Namun, kelestarian spesies tumbuhan tersebut mulai terusik akibat aktivitas manusia seperti penggundulan dan pembakaran hutan. Akibatnya merugikan lingkungan sosial, ekonomi, ekologi dan mempercepat laju kepunahan spesies tumbuhan termasuk pepohonan.
Dijelaskan dalam buku 100 Spesies Pohon Nusantara karya Hendra Gunawan, bahwa Kementerian Lingkungan Hidup dan Kehutanan (KLHK) mencanangkan program Taman Kehati (Taman Keanekaragaman Hayati) di setiap kabupaten/kota.
Kebijakan ini dilandasi Peraturan Menteri Lingkungan Hidup No 3/2012 tentang Taman Keanekaragaman Hayati. Program konservasi tersebut menjadi salah satu upaya pelestarian dan penyelamatan spesies pohon dari kepunahan.

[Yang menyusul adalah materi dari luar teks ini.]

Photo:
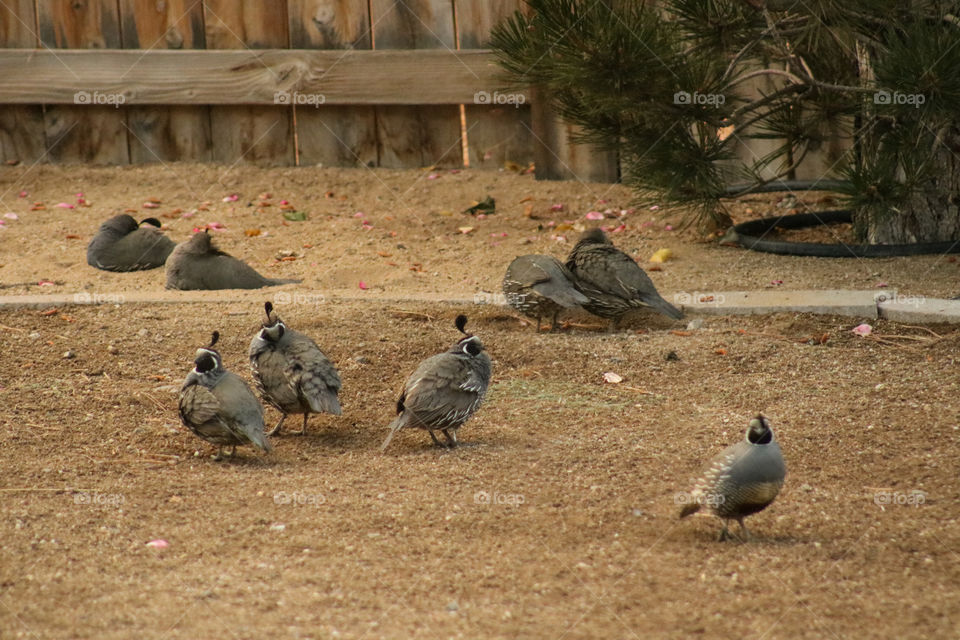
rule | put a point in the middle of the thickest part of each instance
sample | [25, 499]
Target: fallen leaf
[487, 205]
[661, 256]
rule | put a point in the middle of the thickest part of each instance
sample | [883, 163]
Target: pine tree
[672, 88]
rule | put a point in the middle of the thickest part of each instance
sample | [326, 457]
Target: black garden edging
[750, 234]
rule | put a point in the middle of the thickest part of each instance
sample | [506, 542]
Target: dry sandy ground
[557, 520]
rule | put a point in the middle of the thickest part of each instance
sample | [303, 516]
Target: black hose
[749, 235]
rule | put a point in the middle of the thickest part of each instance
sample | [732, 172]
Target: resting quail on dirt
[123, 245]
[538, 286]
[291, 372]
[198, 264]
[612, 280]
[218, 406]
[742, 480]
[445, 390]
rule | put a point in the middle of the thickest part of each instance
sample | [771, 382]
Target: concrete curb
[872, 304]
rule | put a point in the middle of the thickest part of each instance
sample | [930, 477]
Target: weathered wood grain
[329, 134]
[246, 77]
[22, 138]
[255, 134]
[417, 136]
[83, 133]
[162, 133]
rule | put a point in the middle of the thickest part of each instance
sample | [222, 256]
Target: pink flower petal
[863, 329]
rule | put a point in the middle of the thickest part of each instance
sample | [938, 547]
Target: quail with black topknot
[218, 406]
[445, 390]
[612, 280]
[538, 286]
[291, 373]
[198, 264]
[742, 480]
[123, 245]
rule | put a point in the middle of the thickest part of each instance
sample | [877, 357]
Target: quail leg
[276, 429]
[451, 436]
[303, 429]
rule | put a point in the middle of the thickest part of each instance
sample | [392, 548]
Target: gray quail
[198, 264]
[445, 390]
[218, 406]
[612, 280]
[123, 245]
[538, 286]
[742, 480]
[291, 372]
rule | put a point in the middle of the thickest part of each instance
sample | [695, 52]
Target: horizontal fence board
[404, 77]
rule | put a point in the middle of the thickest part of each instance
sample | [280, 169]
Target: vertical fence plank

Taman Kehati ialah kawasan pencadangan sumber daya alam hayati lokal di luar kawasan hutan yang memiliki fungsi konservasi. Keanekaragaman hayati (Kehati) sendiri adalah anekaragam makhluk hidup di bumi beserta peran ekologisnya, meliputi anekaragam ekosistem, spesies, dan genetik.
Sementara, Keanekaragaman Hayati Lokal ialah spesies atau sumber daya genetik tumbuhan dan satwa endemik, lokal yang hidup berkembang di area tertentu secara alami.
Masih dari sumber yang sama, Taman Kehati ternyata memberikan banyak manfaat, antara lain:
a. Tempat koleksi tumbuhan, terutama tumbuhan endemik dan langka
b. Tempat pengembangbiakan tumbuhan dan satwa guna melestarikan ekosistem
c. Penyedia bibit tanaman langka termasuk pepohonan
d. Sarana pendidikan dan penelitian terkait konservasi tumbuhan dan satwa langka untuk pengembangan ilmu pengetahuan
e. Sarana pengembangan ekowisata yang bernilai ekonomi sekaligus pelestarian lingkungan
f. Menjadi ruang terbuka hijau guna memperbaiki kondisi iklim mikro, dan memberikan keteduhan, kesejukan, keindahan, kesehatan, dan kenyamanan.
Sejak terbitnya Permen LH No 3/2012 tentang Taman Kehati, hingga akhir 2016, sudah ada 78 Taman Kehati yang tersebar di 21 Provinsi meliputi Jawa, Bali, Nusa Tenggara, Sumatera, Kalimantan, dan Sulawesi.
Sejumlah 69 taman dibangun pemerintah dan 9 lainnya oleh swasta. Sebanyak 29 Taman Kehati didanai APBD, 9 Taman Kehati didanai APBN, 9 lainnya inisiatif swasta.
Mengutip dari buku 100 Spesies Pohon Nusantara terbitan IPB Press, pihak swasta yang telah memprakarsai pembangunan Taman Kehati yaitu Aqua Danone Group dan PT. Pertamina RU VI Balongan.